To działo się w sobotę 9 listopada w Tomaszowie Lubelskim.
Kilka osób powiadomiło miejscową policję o zakłóceniu porządku publicznego w jednym z bloków. Kiedy na miejsce dotarli policjanci, zobaczyli, że drzwi wejściowe do klatki schodowej zostały uszkodzone.
- Na widok funkcjonariuszy mężczyzna przebywający w mieszkaniu zaczął krzyczeć przez okno i wyrzucać z niego różnego rodzaju przedmioty, które uszkodziły zaparkowane przy bloku samochody - relacjonuje sierżant sztabowy Aneta Brzykcy, rzecznik prasowy KPP Tomaszów Lubelski.
Przebywający w mieszkaniu 28-latek nie chciał wpuścić do środka policjantów.

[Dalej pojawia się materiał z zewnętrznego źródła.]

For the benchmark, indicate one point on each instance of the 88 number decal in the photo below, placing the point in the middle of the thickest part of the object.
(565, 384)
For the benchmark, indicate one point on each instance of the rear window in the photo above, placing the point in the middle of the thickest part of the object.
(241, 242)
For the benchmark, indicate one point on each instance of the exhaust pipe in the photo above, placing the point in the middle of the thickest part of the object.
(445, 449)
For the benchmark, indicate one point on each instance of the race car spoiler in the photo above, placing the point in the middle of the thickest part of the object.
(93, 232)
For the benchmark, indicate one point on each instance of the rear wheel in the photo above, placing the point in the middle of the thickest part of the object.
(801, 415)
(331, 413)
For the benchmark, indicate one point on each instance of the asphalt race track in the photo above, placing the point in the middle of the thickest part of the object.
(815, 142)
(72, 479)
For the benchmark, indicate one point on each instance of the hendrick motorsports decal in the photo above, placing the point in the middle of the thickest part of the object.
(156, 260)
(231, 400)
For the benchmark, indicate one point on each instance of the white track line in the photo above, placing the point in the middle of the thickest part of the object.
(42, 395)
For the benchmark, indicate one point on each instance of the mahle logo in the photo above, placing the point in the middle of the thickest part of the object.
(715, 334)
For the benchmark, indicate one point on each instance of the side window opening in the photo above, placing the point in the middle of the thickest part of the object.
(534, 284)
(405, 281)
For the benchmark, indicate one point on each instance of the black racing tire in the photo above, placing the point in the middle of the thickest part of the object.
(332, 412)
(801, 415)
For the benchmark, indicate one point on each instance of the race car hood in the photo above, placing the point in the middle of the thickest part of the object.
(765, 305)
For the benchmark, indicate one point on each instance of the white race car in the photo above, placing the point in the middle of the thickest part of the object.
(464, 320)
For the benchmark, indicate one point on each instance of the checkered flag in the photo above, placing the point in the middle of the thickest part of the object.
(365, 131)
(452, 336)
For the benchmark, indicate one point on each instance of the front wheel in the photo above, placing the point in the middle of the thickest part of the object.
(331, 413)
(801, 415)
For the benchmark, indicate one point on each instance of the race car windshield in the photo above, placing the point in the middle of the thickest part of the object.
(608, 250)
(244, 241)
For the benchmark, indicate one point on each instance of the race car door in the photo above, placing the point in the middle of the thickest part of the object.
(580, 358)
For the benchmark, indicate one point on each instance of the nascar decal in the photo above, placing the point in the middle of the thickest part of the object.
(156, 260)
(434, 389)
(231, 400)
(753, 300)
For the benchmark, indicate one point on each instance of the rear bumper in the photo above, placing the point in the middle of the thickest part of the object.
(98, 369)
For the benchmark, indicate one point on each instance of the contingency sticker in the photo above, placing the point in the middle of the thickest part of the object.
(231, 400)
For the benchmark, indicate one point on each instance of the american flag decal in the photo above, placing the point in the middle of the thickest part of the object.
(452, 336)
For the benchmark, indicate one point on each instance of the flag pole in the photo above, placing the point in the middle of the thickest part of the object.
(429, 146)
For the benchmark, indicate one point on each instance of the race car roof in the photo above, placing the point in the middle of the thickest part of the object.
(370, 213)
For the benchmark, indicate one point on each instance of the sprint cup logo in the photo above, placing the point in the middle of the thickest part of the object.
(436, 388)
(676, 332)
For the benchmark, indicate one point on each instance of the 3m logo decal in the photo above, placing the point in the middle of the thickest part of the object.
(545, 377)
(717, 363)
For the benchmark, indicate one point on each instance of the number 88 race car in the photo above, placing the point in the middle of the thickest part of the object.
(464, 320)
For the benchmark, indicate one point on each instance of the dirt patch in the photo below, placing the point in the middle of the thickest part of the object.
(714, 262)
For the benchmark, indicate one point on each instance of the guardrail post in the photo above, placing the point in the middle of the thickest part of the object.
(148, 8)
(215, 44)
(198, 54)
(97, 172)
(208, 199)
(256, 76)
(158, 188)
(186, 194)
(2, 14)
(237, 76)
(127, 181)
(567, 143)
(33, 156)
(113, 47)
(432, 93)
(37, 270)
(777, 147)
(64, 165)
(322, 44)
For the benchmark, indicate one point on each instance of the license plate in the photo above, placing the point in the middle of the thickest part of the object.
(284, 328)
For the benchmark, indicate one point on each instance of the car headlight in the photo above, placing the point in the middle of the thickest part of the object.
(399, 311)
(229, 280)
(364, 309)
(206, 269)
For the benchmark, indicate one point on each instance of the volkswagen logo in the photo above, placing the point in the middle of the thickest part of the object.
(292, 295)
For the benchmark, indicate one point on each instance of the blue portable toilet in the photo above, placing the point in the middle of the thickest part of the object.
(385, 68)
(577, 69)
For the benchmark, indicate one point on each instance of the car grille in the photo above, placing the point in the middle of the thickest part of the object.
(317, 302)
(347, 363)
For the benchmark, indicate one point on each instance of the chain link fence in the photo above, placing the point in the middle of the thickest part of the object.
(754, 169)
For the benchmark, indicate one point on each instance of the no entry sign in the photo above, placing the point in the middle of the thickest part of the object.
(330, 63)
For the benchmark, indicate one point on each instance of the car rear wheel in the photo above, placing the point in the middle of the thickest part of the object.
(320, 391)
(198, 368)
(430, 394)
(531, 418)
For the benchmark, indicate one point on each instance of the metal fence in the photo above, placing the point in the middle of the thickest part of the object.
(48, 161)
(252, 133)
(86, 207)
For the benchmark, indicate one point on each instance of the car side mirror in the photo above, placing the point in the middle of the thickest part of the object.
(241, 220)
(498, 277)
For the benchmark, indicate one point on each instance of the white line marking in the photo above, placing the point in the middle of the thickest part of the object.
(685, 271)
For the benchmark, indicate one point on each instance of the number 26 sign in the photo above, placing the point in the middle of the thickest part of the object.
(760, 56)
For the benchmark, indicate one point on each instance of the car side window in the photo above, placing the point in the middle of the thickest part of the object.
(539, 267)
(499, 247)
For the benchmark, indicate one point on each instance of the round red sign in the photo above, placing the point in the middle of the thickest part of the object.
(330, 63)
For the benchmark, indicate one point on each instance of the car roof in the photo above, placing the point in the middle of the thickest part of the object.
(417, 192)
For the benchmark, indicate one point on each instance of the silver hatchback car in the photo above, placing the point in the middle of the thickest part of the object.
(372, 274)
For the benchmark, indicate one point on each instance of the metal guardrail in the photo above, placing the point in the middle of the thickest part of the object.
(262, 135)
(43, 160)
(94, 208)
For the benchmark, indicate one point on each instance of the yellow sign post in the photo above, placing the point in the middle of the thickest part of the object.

Groził, że odkręci gaz i wysadzi cały budynek oraz, że zabije każdego, kto wejdzie do środka.
Podjęto próby negocjacji z mężczyzną, jednak nie przyniosły one żadnego efektu. W pewnym momencie zagroził, że wyskoczy z okna, jeśli będą w dalszym ciągu podejmowane próby wejścia do mieszkania.
Pogotowie gazowe, które dotarło na miejsce, odcięło dopływ gazu, natomiast załoga PSP umieściła pod oknem mieszkania skokochron.
Policjanci siłowo weszli do mieszkania. Po wyważeniu drzwi okazało się, że są one zabarykadowane meblami, drzwiami wewnętrznymi, płytkami i innymi przedmiotami.
Policjanci zatrzymali mężczyznę i osadzili w policyjnej celi.
- W toku czynności okazało się, że 28-latek znęcał się także nad swoją matką. Mężczyzna usłyszał jedenaście zarzutów, m.in. za znęcanie, uszkodzenie drzwi, trzech samochodów oraz stosowanie gróźb pozbawienia życia w celu zmuszenia funkcjonariuszy do zaniechania prawnych czynności służbowych w związku z podjętą interwencją - informuje sierżant sztabowy Aneta Brzykcy.
Sąd zadecydował o tymczasowym aresztowaniu 28-latka na okres 3 miesięcy.